DIÁRIO DE UMA QUARENTENA (Viver para sempre)

12 de abril de 2020 - 21:15, por Claudefranklin Monteiro

Meu saudoso sogro, Ranulfo José da Silva, era uma pessoa muito boa, de coração muito bom, mas muito intempestivo. Na maioria das vezes, tomado pela ira, agia sem pensar e não media as consequências. Também tinha uns repentes muito inusitados. Numa dessas ocasiões, quando limpava um terreno vizinho a sua casa, ao vê que o pneu do trator esmagou uma planta, ele irrompeu com uma frase: “Se Deus existe, essa planta estará viva novamente amanhã”. Naquela noite, ele quase não dormiu em razão da bobagem que falou. No dia seguinte, correu para o lugar e lá estava a planta: linda e viva, novamente.

Meu sogro foi a minha primeira pessoa cujo falecimento eu testemunhei. Vi a vida partir dele, em seu olhar fixo em mim e uma lágrima correndo no olho direito. Naquele momento, bem que ele poderia ser aquela planta. Anos antes, outras duas perdas me foram muito sentidas. Ao vê meu irmão, Cláudio Monteiro, mas lindo como era em vida, desejei que Jesus repetisse o que fez com Lázaro. E aquele passarinho que voou pela janela do hospital, quando minha mãe partiu, desejei que fosse o Espírito Santo a me dizer que ela viveria novamente.

Em 1986, a banda britânica Queen lançou um grande sucesso que vai ao encontro do nosso tema de hoje: Quem quer viver para sempre. É a sexta faixa do álbum A Kind of Magic, escrita pelo guitarrista Brian May para ser a trilha sonora do filme Highlander. A doce ilusão de viver para sempre está entre os principais motes inspiradores das artes de um modo geral.

No filme Indiana Jones, a Última Cruzada (1989), a narrativa gira em torno do achamento do Santo Graal, que se acredita ser o cálice perdido de Jesus Cristo, usado na Santa Ceia. Aquele que o possuísse e nele bebesse, teria a vida eterna. Em mãos erradas, como a dos nazistas, isto poderia ter consequências nefastas.
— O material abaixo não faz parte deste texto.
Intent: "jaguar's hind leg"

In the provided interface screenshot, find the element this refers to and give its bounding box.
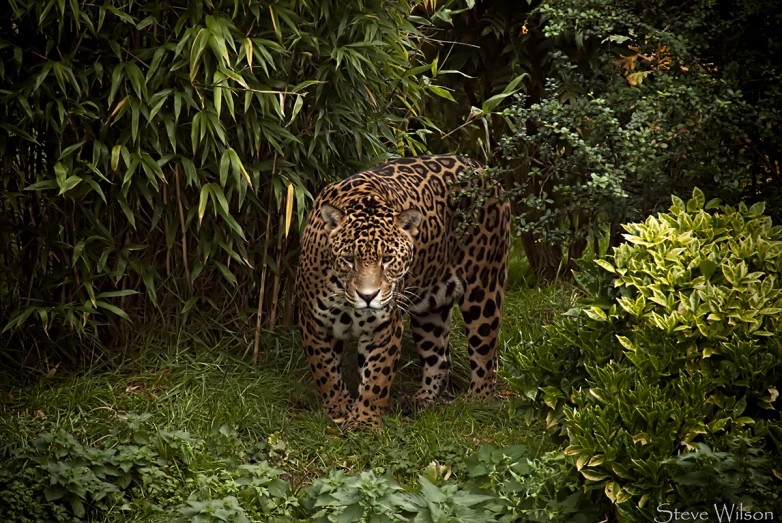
[459,202,510,399]
[403,302,453,411]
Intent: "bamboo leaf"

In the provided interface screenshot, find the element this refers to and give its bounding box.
[215,260,237,285]
[95,300,130,321]
[198,184,210,225]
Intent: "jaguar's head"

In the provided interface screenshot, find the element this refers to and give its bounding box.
[320,204,422,309]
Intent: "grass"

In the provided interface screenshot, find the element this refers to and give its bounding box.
[0,251,573,520]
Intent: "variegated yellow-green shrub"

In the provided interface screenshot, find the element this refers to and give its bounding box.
[504,189,782,521]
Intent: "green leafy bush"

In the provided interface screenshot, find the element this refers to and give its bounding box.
[0,413,298,522]
[504,189,782,519]
[466,444,599,523]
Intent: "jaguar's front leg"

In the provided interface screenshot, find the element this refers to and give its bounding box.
[302,312,353,421]
[347,308,403,428]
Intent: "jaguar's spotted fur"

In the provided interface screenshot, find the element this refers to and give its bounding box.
[296,156,510,425]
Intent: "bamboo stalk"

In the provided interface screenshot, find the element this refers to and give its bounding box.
[253,187,277,365]
[162,185,171,278]
[269,231,283,329]
[282,279,295,326]
[174,165,193,291]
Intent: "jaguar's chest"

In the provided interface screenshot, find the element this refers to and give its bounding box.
[331,304,388,341]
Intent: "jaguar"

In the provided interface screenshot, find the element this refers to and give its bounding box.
[295,156,510,428]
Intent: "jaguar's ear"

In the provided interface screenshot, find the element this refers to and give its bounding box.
[396,209,423,236]
[320,203,345,232]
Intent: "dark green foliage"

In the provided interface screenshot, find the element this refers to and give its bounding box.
[504,189,782,520]
[0,0,432,361]
[434,0,782,278]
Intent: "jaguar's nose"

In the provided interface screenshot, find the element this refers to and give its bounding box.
[356,289,380,307]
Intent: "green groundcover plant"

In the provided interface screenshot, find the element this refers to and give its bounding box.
[504,189,782,521]
[0,413,599,523]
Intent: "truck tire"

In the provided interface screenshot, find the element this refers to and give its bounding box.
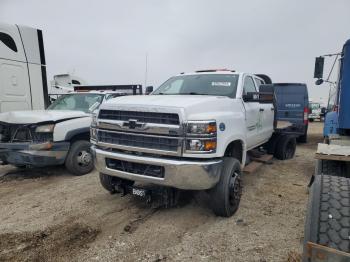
[316,159,349,177]
[209,157,242,217]
[274,135,297,160]
[304,175,350,256]
[297,126,308,143]
[100,173,135,194]
[65,140,94,176]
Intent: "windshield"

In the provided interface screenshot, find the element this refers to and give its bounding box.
[48,94,104,113]
[310,103,321,109]
[152,74,239,98]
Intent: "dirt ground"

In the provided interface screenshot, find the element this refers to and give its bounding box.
[0,123,322,262]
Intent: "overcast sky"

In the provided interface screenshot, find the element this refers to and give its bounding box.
[0,0,350,100]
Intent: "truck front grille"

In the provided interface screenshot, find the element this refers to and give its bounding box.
[106,158,164,178]
[99,110,180,125]
[98,130,179,152]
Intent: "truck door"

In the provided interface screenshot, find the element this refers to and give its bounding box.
[242,76,262,149]
[0,24,32,112]
[254,77,275,143]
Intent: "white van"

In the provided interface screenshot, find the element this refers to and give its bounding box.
[0,23,49,113]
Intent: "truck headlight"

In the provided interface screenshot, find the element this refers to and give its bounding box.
[185,120,217,154]
[91,112,98,127]
[186,121,216,135]
[35,124,55,133]
[186,138,216,153]
[90,127,97,141]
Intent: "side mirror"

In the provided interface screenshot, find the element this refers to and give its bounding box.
[314,56,324,79]
[145,86,153,95]
[315,78,324,86]
[242,92,273,104]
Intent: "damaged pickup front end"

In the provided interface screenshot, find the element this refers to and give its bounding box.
[0,122,70,167]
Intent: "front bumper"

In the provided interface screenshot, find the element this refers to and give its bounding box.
[92,146,223,190]
[0,142,70,167]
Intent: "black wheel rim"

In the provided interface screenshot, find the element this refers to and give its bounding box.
[229,172,242,209]
[77,150,92,167]
[286,140,294,159]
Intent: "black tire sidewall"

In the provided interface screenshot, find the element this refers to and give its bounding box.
[274,135,296,160]
[65,140,94,176]
[209,157,241,217]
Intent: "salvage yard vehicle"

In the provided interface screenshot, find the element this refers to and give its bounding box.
[0,23,49,113]
[260,83,309,143]
[309,102,322,122]
[0,85,142,175]
[91,70,296,217]
[303,39,350,262]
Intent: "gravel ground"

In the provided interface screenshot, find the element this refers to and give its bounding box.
[0,123,323,262]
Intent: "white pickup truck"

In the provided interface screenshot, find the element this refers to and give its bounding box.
[91,70,296,217]
[0,85,142,175]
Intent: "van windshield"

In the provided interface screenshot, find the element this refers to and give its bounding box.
[48,94,104,113]
[152,74,239,98]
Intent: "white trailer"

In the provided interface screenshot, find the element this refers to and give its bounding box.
[0,23,49,113]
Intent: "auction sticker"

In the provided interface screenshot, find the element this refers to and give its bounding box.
[211,82,231,87]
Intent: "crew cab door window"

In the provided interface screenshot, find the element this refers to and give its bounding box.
[254,78,264,91]
[243,76,256,95]
[242,76,261,149]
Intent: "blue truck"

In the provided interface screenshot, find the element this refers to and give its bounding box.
[303,39,350,262]
[260,83,309,143]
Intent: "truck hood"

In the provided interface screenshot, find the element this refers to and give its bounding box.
[100,95,237,120]
[0,110,90,124]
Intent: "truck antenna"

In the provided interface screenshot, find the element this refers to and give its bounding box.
[145,52,148,88]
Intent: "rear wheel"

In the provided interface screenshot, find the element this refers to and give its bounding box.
[297,126,308,143]
[304,175,350,261]
[209,157,242,217]
[65,140,94,176]
[274,135,297,160]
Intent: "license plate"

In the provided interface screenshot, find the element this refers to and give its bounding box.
[132,188,146,197]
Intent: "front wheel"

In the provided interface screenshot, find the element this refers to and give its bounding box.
[65,140,94,176]
[274,135,297,160]
[209,157,242,217]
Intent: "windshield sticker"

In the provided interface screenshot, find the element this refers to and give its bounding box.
[211,82,231,87]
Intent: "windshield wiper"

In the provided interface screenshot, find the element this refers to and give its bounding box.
[179,92,208,96]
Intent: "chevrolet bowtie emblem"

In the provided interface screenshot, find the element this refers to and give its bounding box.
[123,119,142,129]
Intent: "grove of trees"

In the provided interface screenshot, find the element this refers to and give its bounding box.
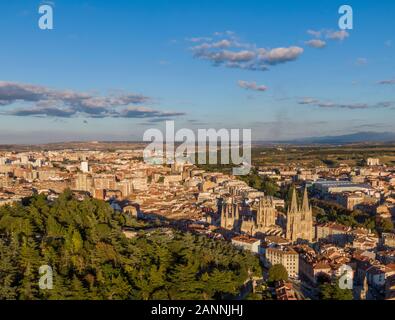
[0,191,262,299]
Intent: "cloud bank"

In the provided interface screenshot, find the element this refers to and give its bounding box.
[0,81,183,118]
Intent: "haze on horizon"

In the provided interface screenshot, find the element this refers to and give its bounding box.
[0,0,395,144]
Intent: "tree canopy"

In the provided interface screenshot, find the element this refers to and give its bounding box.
[0,191,261,300]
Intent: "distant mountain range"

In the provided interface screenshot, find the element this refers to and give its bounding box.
[274,132,395,144]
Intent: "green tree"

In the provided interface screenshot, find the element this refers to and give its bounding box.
[319,281,353,300]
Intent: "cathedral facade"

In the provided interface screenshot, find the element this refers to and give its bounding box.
[286,188,313,242]
[220,197,282,236]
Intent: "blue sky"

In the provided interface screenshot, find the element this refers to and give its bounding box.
[0,0,395,143]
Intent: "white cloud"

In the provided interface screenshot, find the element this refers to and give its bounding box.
[238,80,267,91]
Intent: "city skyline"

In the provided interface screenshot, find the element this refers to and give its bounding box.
[0,1,395,144]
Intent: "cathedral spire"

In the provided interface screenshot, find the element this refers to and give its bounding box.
[288,187,299,212]
[302,186,310,212]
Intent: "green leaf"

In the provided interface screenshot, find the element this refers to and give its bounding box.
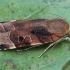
[0,0,70,70]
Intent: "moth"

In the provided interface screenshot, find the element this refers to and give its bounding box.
[0,18,70,57]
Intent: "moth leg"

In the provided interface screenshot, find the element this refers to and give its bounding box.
[38,37,66,57]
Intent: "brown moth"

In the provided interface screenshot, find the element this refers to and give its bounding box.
[0,18,70,56]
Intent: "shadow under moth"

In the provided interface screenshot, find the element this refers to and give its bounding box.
[0,18,70,56]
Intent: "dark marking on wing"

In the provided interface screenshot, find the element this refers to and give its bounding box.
[31,26,50,36]
[12,22,25,30]
[31,26,52,43]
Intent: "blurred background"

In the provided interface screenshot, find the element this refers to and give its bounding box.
[0,0,70,70]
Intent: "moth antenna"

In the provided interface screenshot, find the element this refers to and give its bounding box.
[38,42,55,57]
[38,36,66,57]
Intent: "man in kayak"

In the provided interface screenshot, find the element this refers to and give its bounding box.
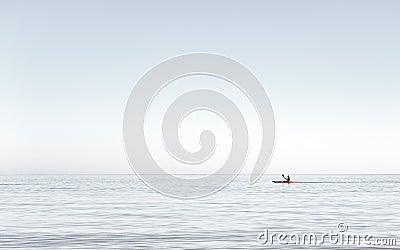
[282,174,290,182]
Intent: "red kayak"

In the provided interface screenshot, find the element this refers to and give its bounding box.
[272,181,300,184]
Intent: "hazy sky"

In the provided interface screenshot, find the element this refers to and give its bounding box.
[0,0,400,174]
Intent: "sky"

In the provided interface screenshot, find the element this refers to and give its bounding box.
[0,0,400,174]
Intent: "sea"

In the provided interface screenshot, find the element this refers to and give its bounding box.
[0,174,400,249]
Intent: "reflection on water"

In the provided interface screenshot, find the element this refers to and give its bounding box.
[0,175,400,249]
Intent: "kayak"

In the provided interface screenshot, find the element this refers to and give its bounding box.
[272,181,300,184]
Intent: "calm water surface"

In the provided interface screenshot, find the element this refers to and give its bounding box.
[0,175,400,249]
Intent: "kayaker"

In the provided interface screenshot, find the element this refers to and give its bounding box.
[282,174,290,182]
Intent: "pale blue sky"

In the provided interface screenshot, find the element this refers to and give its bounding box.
[0,0,400,174]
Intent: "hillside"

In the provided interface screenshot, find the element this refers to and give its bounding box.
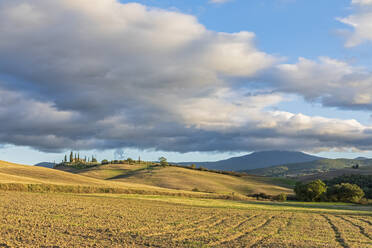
[35,162,56,168]
[70,164,292,195]
[0,160,177,191]
[247,159,372,177]
[0,161,292,198]
[180,151,322,171]
[296,165,372,182]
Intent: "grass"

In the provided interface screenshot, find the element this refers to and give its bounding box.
[72,164,293,195]
[0,162,372,248]
[0,192,372,248]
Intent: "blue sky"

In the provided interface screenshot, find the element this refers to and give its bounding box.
[0,0,372,164]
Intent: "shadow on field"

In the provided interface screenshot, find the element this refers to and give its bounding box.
[244,201,372,211]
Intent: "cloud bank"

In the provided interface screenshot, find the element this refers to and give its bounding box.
[0,0,372,152]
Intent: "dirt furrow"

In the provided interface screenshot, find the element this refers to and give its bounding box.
[337,215,372,240]
[208,216,274,246]
[321,214,349,248]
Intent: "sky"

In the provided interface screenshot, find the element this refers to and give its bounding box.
[0,0,372,164]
Nesse sentido, a morte cumpre duas funções: nivela todo mundo por baixo e dá-nos a oportunidade de nos reinventarmos, baixando nossa bola. Se alguns de nós se consideram acima do bem e do mal, mortais, imaginemos o que seria se pudessem viver para sempre?

Ainda assim, quem não alimenta, no fundo do coração, o desejo de viver para sempre? Minha mãe disse outro dia que só faria sentido viver para sempre se fosse para viver com saúde. Para ela, não haveria graça nenhuma viver para sempre, numa cadeira de rodas, por exemplo. A ideia de vida eterna passa, inexoravelmente, pela ideia de morte. Para viver para sempre é necessário ter morrido algum dia e de alguma forma. Assim como a semente que morre para germinar.
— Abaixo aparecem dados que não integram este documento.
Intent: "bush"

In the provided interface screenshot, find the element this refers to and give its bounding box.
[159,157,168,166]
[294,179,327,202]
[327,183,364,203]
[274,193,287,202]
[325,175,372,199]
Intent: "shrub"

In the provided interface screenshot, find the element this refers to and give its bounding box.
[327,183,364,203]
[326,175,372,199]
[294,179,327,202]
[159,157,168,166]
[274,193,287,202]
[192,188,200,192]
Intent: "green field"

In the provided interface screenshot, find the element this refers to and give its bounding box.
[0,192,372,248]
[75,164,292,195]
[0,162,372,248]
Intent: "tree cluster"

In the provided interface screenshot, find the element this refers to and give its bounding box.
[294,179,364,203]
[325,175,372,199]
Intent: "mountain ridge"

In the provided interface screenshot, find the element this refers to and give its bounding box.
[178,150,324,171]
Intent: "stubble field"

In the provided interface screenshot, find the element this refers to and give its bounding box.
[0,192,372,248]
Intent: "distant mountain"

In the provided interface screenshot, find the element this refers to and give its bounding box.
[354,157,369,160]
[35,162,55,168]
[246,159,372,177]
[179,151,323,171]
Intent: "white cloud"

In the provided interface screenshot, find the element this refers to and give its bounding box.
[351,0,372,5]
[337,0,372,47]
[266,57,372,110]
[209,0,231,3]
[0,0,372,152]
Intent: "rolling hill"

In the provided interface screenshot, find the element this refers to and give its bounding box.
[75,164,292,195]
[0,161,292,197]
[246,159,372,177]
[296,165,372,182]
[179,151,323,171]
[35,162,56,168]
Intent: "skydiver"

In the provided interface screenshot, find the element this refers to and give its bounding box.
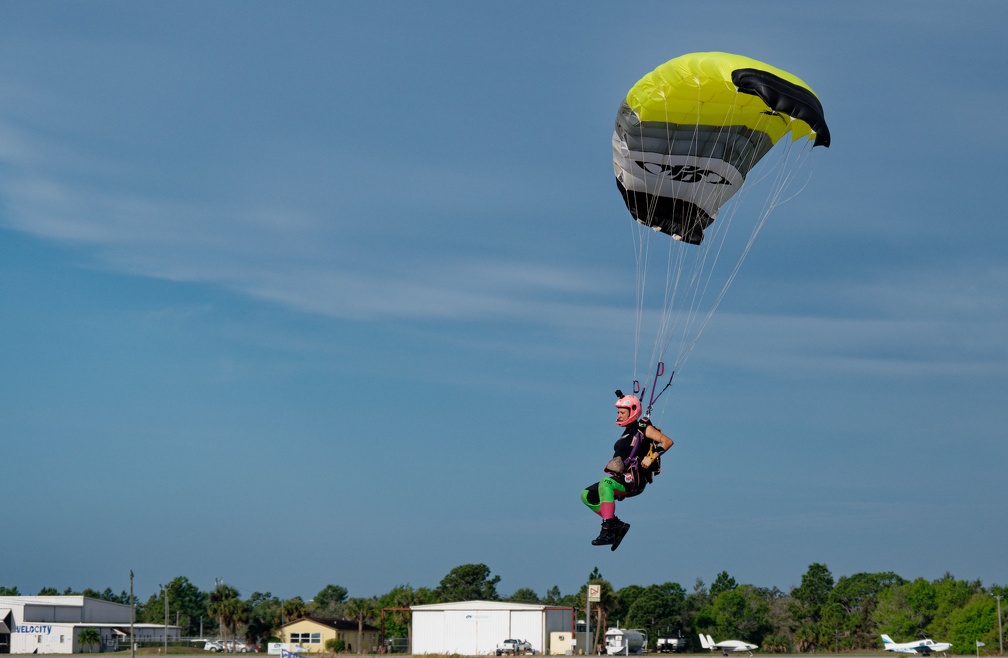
[581,391,674,550]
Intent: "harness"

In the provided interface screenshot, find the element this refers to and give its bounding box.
[623,418,662,498]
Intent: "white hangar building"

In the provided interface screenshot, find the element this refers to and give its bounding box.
[0,596,178,654]
[410,601,575,656]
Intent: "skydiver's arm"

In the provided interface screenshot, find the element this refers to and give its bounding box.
[644,425,675,451]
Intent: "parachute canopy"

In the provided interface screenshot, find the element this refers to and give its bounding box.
[613,52,830,245]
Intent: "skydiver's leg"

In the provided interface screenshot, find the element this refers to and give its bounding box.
[599,478,626,519]
[581,483,602,516]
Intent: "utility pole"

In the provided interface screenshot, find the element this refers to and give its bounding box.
[994,595,1005,656]
[161,584,168,656]
[129,569,136,658]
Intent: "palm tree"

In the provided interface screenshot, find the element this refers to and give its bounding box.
[207,582,240,646]
[343,597,381,654]
[77,627,102,653]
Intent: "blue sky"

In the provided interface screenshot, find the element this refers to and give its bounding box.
[0,0,1008,599]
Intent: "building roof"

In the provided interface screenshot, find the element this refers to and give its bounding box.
[280,617,379,632]
[409,601,555,611]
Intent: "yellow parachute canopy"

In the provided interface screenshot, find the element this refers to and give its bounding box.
[613,52,830,244]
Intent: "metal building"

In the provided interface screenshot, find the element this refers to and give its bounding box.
[410,601,575,656]
[0,596,179,654]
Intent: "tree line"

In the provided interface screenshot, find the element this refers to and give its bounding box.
[0,562,1008,655]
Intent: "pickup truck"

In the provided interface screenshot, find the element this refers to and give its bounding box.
[497,640,535,656]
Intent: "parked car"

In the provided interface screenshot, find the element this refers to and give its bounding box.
[497,640,535,656]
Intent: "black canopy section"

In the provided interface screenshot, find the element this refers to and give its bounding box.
[732,69,830,146]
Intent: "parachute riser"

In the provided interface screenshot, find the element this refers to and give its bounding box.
[634,361,675,418]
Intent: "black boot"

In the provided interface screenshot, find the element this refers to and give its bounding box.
[592,519,616,546]
[609,517,630,550]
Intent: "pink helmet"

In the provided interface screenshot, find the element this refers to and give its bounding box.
[616,395,641,427]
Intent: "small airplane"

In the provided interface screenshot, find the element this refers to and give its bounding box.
[700,633,759,656]
[882,635,952,656]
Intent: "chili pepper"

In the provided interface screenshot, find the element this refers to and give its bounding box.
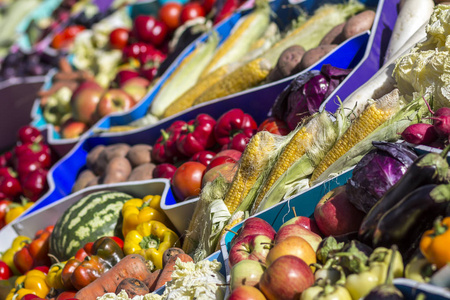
[0,260,12,280]
[122,195,169,237]
[177,114,216,157]
[214,108,258,150]
[373,184,450,257]
[6,270,50,300]
[70,255,105,290]
[14,226,53,274]
[45,261,67,289]
[123,221,180,269]
[5,201,34,224]
[420,217,450,269]
[152,120,186,163]
[2,235,31,275]
[358,147,450,244]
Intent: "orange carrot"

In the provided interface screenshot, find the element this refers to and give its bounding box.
[75,254,151,300]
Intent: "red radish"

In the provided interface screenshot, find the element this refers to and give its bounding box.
[401,123,438,145]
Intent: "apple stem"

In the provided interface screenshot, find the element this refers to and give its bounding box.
[225,228,239,235]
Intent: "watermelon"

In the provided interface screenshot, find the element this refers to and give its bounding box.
[50,191,133,261]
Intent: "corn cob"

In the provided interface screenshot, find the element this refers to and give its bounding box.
[163,64,237,118]
[200,4,270,78]
[253,126,314,208]
[194,58,271,105]
[311,99,400,182]
[223,131,276,214]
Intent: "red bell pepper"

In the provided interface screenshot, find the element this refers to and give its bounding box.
[152,120,186,163]
[14,226,53,274]
[177,114,216,157]
[214,108,258,152]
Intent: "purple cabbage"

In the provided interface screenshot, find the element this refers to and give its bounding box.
[346,142,417,213]
[272,64,351,130]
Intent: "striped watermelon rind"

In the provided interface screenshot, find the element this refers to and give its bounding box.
[50,191,133,261]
Nós, membros de academias literárias, comumente somos chamados de imortais. Quem dera fosse verdade. Quem dera poder conviver com o poeta Estácio Bahia, falecido essa semana, para sempre. Poder continuar a nutrir-me de sua presença terna e de seu rosto sereno e feliz. De igual modo, das presenças físicas do professor Joaquim Prata e do jornalista João Oliva. Só para citar as perdas mais recentes. Não. Não somos imortais. Talvez as nossas obras o sejam. Mas isso, também dependerá de quem viver e da decisão e predisposição de lembrar. Pois quem não é lembrado, de acordo com os antigos, morre-se outra vez e em definitivo.
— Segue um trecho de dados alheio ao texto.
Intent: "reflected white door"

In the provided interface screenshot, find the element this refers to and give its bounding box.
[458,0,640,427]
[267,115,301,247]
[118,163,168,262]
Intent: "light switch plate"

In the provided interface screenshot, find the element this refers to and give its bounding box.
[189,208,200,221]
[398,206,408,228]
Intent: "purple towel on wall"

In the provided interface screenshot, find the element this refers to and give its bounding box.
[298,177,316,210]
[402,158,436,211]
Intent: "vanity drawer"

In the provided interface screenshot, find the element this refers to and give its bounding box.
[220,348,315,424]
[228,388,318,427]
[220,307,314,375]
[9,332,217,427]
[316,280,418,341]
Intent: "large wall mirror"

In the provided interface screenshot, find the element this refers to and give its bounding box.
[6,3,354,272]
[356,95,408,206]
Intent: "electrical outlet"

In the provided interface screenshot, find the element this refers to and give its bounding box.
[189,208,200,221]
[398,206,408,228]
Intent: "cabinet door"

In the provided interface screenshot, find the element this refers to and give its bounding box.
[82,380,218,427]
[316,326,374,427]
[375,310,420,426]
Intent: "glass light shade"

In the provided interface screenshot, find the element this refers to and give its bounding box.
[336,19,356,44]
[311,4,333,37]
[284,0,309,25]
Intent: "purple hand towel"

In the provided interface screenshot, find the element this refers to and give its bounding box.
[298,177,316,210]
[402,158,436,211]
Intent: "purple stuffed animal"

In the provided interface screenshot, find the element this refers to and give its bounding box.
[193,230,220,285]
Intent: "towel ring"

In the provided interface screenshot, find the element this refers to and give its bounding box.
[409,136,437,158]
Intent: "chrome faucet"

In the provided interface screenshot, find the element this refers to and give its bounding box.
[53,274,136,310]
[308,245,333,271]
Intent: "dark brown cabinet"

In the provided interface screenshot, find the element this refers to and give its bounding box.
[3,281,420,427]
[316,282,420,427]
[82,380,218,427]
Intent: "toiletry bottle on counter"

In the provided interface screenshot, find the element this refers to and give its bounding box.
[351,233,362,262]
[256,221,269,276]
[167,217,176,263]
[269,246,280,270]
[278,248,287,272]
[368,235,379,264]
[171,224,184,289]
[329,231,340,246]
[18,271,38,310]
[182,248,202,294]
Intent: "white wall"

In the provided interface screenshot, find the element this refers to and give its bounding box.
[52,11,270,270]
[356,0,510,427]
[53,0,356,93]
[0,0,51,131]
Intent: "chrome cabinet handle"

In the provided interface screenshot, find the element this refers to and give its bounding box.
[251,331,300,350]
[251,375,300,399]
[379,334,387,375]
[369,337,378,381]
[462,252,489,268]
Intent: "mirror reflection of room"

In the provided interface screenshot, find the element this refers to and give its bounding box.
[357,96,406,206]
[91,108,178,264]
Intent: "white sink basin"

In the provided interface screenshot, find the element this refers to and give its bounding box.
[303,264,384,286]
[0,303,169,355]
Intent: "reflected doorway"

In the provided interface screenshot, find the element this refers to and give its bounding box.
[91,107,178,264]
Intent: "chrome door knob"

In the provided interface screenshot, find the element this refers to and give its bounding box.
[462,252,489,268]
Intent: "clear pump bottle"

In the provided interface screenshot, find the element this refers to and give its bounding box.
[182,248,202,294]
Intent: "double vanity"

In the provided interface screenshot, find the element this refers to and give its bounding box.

A canção Permanece Conosco, do Gen Rosso, é um alento pra mim, que como tantos outros cultivam a ideia do viver para sempre. A sombra da morte cai sobre as nossas realidades como um fim de tarde. A escuridão do luto nos toma de assalto como a noite escura. Mas o sacrifício de Jesus Cristo venceu a desesperança e nos encheu de certeza, da certeza que mesmo morto, nós viveremos outra vez e para sempre: “Se tu vais agora, anoitecerá / Se tu vais embora, Senhor o que será? / Se Tu vais agora, anoitecerá / Mas se permaneces, a noite não virá”.

Hoje, em que a Igreja celebra a Ressurreição de Jesus Cristo, a Páscoa, sinto-me como um terreno baldio, repleto de gravetos e pedregulhos. Um terreno ávido de vida e de vida eterna. Para tanto, preciso me livrar dos grilhões que me prendem e me permitir ser arado, cultivado e como a planta de meu sogro, voltar a viver de novo, embora pisoteado pelo peso de meus inúmeros pecados.